Excerpt:
For Iran sanctions expert Mark Dubowitz, this recommendation is already red flag as it would likely still allow anti-sanctions P5+1 members like Russia and China to delay or even veto a snapback, making it something other than an automatic punishment.
"I don't think the Russians spent 70 years seriously protecting their veto power at the UNSC to now all of a sudden in any way surrender it to any Western-designed mechanism," Dubowitz, Foundation for Defense of Democracies executive director, told Business Insider. "
"You have to assume that if the Russians agree to this it's because they figured out a way to game it in order to protect their interests ... and to ensure that this doesn't become a precedent for any future snapback sanctions regime."
Dubowitz sees the snapback compromise as a way of getting around possible divisions between the US and its partners, while making it seem as if the US can still pressure Iran.
But Dubowitz doesn't think it accomplishes either, calling it an "illusion."
"It's an attempt by the administration to persuade Congress and the American people that they believe in the use of economic coercion, when snapback would run against China and Russia at the Security Council, and it would run up the against the wall of the marketplace," he said.

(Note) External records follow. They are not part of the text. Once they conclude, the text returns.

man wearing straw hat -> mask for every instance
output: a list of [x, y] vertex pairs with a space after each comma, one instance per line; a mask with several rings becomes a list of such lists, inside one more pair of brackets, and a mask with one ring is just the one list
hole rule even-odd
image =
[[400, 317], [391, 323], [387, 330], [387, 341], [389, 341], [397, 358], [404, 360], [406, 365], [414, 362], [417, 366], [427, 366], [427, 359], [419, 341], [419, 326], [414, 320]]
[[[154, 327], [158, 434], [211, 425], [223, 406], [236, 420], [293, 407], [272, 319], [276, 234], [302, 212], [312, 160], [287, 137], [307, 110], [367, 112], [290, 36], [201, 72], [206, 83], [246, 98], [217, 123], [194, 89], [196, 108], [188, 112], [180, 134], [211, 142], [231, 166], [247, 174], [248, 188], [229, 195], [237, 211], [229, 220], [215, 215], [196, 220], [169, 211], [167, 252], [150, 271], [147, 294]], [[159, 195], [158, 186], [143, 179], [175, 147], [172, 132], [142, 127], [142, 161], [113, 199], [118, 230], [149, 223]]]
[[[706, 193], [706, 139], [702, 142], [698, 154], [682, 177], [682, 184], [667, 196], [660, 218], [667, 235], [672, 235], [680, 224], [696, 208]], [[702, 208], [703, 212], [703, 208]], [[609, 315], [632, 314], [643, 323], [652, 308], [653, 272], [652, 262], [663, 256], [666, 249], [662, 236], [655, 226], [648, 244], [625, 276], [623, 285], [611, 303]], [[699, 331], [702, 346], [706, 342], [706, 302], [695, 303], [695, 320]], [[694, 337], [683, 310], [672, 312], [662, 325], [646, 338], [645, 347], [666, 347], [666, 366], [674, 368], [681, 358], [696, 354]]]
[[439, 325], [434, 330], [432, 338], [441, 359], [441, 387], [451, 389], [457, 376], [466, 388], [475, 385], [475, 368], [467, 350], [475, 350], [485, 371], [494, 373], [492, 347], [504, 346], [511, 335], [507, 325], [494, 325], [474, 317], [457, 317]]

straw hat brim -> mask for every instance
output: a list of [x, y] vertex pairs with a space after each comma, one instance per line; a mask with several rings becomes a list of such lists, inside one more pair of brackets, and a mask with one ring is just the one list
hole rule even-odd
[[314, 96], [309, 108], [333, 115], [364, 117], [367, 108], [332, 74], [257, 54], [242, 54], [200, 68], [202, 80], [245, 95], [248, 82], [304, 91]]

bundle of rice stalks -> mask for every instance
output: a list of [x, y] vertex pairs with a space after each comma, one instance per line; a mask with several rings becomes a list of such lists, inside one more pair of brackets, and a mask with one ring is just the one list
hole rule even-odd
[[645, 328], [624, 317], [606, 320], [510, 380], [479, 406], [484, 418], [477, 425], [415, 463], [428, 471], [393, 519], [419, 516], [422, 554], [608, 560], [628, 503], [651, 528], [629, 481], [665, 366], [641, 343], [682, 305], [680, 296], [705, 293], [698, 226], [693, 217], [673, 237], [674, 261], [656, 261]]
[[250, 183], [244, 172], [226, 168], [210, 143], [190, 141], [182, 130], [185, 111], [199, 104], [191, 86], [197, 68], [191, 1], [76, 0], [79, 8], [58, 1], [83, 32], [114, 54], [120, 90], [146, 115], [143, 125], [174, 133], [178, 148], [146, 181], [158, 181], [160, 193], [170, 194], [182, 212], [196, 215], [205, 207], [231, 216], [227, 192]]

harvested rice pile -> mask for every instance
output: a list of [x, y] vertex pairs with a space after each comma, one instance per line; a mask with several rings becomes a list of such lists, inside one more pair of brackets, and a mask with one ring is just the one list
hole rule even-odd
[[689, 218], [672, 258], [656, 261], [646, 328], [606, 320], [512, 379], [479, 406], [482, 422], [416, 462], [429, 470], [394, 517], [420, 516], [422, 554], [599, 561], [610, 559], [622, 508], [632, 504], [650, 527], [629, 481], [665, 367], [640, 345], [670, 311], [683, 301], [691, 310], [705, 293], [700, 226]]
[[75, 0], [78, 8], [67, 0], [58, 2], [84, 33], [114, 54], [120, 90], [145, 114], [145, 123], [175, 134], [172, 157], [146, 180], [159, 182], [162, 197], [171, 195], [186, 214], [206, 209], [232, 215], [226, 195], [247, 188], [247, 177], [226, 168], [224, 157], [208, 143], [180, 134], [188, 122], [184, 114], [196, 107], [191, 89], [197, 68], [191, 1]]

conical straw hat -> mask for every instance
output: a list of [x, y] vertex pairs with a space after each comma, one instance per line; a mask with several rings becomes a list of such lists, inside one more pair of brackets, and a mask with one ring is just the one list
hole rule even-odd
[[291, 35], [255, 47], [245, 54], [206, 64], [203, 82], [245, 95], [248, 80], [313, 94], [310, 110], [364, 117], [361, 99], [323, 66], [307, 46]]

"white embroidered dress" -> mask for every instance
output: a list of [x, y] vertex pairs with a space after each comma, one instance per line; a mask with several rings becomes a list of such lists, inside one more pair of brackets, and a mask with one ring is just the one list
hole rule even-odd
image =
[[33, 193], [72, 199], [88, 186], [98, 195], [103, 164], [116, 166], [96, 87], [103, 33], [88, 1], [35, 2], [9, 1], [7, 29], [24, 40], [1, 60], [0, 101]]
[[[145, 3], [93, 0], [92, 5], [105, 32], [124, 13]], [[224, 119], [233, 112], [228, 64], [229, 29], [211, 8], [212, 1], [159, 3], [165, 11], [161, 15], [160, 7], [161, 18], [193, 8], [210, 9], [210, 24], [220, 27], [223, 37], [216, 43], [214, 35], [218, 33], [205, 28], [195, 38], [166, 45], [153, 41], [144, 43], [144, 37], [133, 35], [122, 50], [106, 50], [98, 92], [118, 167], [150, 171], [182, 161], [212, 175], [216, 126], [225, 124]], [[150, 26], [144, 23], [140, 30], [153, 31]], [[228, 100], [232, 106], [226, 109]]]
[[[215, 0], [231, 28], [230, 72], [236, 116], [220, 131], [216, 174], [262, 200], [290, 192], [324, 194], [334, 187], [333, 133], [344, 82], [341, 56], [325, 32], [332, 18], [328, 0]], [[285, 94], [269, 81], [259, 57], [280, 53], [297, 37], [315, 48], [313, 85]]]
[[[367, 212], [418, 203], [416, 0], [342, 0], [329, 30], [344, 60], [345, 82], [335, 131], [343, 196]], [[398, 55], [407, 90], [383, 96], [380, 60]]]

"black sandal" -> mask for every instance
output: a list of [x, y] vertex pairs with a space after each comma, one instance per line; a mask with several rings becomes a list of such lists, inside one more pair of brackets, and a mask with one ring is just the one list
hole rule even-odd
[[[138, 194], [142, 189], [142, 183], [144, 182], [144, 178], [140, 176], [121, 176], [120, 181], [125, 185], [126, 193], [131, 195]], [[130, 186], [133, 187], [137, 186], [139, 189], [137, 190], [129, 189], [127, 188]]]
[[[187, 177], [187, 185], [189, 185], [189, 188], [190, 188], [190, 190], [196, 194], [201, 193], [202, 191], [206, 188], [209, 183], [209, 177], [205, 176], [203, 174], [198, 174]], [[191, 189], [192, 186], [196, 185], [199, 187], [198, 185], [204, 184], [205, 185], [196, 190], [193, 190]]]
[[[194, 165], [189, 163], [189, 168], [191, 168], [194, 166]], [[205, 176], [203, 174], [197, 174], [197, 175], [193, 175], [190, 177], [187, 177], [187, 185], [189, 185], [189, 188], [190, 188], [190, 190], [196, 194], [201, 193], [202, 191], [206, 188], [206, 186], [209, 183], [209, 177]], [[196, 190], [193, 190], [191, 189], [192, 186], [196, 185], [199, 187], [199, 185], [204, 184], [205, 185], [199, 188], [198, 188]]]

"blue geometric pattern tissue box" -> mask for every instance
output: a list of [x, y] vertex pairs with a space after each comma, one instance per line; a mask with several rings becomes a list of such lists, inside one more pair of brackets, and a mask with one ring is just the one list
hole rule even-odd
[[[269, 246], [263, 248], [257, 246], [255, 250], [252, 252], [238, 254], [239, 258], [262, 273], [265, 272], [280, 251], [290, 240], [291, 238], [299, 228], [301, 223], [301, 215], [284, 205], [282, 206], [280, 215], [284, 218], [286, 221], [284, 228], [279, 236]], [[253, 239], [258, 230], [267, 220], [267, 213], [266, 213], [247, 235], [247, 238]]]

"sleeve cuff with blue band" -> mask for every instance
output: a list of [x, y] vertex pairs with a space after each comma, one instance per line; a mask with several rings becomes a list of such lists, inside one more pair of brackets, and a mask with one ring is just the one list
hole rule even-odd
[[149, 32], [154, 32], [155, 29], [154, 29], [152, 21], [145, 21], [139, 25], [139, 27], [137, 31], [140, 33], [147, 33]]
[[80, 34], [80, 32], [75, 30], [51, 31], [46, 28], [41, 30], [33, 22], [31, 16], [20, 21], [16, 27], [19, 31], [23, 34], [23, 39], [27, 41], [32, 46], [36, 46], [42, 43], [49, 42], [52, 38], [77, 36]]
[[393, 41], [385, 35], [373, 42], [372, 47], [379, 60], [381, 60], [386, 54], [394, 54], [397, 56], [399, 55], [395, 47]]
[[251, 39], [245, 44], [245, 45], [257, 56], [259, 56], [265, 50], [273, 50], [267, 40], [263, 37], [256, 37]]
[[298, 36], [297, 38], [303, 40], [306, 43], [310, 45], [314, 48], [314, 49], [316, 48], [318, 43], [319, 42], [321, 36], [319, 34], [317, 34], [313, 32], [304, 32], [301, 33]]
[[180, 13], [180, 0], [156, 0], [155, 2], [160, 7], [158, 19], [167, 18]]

The wall of the marketplace is based on the idea that Iran is likeliest to cheat on an agreement at a time when its economy recovers from the worst effects of the current round of sanctions. At that point, international banks and business interests possibly belonging to P5+1 or EU countries will have reentered the Iranian market — meaning that in a snapback scenario, the P5+1 would be effectively sanctioning their own companies.
And this would happen at a point, years after the deal is signed, when the Iranian economy would be equipped to absorb the blow of any sanctions snapback anyway.
"In the early stages, if Iran engages in a substantial violation, I see sanctions snapback as potentially a viable instrument of peaceful coercion to enforce the deal," Dubowitz says. But he doesn't think snapback will have much sting 10 or even 5 years into an agreement that's meant to permanently prevent Iran from going nuclear.
"The real test is if a snapback sanction is viable is if a US president is willing to snapback sanctions against major European financial institutions and energy and industrial companies in a scenario where the Europeans disagree with a US president over how significant an Iranian violation has been," Dubowitz said.